"And how do you know that it isn't important?" he broke out on his wife. "Not a word—not a word! I know it is important—all letters addressed so are important, mind, for the future! Those letters aren't about the butcher and baker and candlestick-maker, I'll have you know! Give it to her at once, and let Madermoselle hook up the back, or your next dress shall fasten down the front, I promise you!... What, little man! A granddad, eh? 'No re-(h)-est—but the gra-(h)-ave——'"

For all Louie was able to guess from the signature, her letter might have been from butcher, baker and candlestick-maker, all three; the name—"hers to serve, Frank Hickley"—was unknown to her. But the single other name that the letter contained was known. It was that of Kitty Windus. She was laid up somewhere in Vauxhall, and wanted to see her.

The next morning, in a shabby respectable street off the Vauxhall Bridge Road, Louie rang a bell beneath which, punched in a strip of aluminium, was the sign, "F. Hickley, Agent." F. Hickley himself opened the door.
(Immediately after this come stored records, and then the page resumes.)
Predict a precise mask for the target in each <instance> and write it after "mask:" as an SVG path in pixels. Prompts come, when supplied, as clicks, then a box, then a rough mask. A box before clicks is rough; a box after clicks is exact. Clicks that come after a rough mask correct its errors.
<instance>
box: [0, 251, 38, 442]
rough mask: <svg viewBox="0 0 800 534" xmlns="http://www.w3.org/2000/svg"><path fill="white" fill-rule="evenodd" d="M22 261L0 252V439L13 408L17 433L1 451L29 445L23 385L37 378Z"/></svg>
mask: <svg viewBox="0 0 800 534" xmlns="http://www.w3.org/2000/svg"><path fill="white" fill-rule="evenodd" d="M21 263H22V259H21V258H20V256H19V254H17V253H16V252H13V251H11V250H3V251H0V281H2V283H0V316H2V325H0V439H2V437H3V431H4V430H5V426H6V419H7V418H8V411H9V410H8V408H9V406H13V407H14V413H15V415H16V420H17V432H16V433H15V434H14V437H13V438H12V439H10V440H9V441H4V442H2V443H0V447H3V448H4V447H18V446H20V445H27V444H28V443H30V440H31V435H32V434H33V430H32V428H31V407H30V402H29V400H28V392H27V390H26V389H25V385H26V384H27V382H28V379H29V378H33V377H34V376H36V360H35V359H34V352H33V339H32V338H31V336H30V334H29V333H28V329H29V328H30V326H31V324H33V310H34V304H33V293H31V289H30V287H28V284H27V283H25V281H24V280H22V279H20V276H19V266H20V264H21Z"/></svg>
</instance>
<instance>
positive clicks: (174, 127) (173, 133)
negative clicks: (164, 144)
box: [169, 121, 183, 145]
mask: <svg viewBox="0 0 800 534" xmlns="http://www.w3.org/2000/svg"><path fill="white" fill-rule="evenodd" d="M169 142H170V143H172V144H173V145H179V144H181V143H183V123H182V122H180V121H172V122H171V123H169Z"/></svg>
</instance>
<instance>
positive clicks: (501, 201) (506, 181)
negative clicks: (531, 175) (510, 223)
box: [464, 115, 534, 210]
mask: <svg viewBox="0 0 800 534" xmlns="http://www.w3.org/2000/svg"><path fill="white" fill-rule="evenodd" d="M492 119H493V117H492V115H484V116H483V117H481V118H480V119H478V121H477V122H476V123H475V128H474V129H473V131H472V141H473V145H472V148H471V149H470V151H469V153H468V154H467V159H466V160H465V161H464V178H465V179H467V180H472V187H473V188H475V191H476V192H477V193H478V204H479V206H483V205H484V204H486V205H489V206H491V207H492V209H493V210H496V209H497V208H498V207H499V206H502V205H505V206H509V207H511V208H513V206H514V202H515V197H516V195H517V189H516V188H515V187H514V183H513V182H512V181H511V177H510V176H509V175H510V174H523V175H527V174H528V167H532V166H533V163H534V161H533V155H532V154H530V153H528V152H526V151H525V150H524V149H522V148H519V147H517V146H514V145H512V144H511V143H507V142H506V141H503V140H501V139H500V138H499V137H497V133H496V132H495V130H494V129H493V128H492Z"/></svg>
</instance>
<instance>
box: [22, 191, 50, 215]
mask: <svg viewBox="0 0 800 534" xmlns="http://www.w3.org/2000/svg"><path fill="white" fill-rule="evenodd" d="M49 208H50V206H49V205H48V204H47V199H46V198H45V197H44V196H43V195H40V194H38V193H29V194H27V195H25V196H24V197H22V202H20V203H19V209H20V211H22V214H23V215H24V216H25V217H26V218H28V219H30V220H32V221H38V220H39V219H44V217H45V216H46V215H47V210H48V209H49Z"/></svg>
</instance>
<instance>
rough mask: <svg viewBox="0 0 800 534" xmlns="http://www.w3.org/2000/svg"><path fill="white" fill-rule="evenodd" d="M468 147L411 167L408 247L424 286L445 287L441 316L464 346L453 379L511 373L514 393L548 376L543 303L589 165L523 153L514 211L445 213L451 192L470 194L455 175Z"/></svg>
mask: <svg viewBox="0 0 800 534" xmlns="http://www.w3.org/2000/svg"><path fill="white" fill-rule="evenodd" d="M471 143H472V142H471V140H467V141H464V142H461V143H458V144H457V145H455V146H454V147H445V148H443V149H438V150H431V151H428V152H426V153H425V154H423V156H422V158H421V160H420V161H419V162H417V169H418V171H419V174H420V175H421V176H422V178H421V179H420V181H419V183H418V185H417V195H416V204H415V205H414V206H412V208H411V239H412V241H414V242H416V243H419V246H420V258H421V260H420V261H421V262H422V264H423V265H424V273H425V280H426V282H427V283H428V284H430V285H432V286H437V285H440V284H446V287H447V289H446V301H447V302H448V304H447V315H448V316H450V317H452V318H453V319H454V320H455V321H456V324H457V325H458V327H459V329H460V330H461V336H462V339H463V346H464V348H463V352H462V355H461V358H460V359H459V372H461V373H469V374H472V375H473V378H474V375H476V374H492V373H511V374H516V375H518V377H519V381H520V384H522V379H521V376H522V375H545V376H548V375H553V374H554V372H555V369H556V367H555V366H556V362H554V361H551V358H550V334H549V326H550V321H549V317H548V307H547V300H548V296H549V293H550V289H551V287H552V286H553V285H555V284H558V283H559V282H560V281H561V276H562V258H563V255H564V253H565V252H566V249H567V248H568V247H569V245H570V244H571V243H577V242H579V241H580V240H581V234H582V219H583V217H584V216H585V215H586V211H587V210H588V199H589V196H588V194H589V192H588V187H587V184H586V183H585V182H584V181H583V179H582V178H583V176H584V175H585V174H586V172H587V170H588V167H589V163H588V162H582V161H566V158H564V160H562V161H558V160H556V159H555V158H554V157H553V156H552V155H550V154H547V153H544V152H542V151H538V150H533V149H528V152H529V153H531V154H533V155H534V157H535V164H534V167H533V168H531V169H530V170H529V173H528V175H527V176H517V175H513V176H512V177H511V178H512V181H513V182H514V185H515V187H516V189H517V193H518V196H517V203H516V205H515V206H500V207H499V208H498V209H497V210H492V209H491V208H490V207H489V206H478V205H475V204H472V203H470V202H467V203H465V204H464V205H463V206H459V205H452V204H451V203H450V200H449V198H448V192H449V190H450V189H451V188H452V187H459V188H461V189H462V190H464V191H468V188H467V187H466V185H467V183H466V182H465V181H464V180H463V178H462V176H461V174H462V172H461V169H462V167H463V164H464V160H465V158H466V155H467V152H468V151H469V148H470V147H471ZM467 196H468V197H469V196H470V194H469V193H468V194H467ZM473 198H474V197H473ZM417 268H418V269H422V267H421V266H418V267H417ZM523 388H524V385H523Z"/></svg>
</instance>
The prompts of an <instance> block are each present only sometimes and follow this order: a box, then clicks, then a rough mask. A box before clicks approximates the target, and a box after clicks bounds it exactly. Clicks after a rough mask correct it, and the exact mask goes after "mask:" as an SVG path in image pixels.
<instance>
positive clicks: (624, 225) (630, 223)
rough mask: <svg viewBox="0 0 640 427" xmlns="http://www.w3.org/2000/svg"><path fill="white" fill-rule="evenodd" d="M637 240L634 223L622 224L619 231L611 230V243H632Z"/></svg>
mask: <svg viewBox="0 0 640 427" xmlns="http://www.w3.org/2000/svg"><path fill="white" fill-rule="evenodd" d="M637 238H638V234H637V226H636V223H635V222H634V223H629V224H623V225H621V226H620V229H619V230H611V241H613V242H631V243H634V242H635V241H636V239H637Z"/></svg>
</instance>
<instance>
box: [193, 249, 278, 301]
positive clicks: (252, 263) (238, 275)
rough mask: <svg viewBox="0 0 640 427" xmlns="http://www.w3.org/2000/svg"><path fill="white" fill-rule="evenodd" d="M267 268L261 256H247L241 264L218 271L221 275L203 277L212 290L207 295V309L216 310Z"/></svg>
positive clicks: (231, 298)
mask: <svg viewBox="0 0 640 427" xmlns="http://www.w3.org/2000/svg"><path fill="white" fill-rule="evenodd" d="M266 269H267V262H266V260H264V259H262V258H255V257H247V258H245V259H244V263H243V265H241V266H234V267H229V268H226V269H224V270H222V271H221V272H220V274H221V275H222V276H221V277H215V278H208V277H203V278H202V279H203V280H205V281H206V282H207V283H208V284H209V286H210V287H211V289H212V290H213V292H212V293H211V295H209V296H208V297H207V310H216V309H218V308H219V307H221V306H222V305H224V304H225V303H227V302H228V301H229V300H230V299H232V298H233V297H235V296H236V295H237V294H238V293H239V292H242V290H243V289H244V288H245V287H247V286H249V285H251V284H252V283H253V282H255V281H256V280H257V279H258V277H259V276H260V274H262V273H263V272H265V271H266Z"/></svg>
Later Louie learned that he was an agent for his wife's shopping, boot-cleaning and potato-peeling. Mrs. Hickley was Kitty's cousin, but the bit she had coming in was not enough to relieve her of the necessity of keeping a lodging-house. That it was a lodging-house Louie guessed from the number and variety of hats and coats that hung in the narrow yellow-painted hall. Mrs. Hickley appeared from somewhere below; Mr. Hickley, descending again, passed her on the stairs.

"Are you Miss Causton?" Mrs. Hickley asked.

"Yes. I've had a letter saying Miss Windus was here."

"Will you come up? Don't take too much notice of her, what she says, especially about tracts; Uncle Arthur's side's liable to it. This way."

"Is she ill?" Louie asked.

"Not to call ill. She'll go to Margate in a week or two, for the air, though Margate's too strong for me; Littlehampton's my favourite. And Bognor. Mind the stair-rod—I must tell Frank to fasten it down."

As Kitty had formerly found Louie, so Louie now found Kitty—in bed. Her muteness as long as Mrs. Hickley remained in the room seemed obstinate, voulu; the rapid speech into which she broke without preface when her cousin's step had ceased to sound on the stairs confirmed some vague impression of secretiveness. Louie was uneasy at the change in her.

"You're not to talk about it," Kitty said, the words falling one over the other; "that's what the doctor meant, though of course he didn't know what it was. And Mr. Folliott too—the Reverend Mr. Folliott of St. Peters. He gave me the address in Cliftonville, quite the best end of the town; there's such a lot in a good address, don't you think? You know Margate?"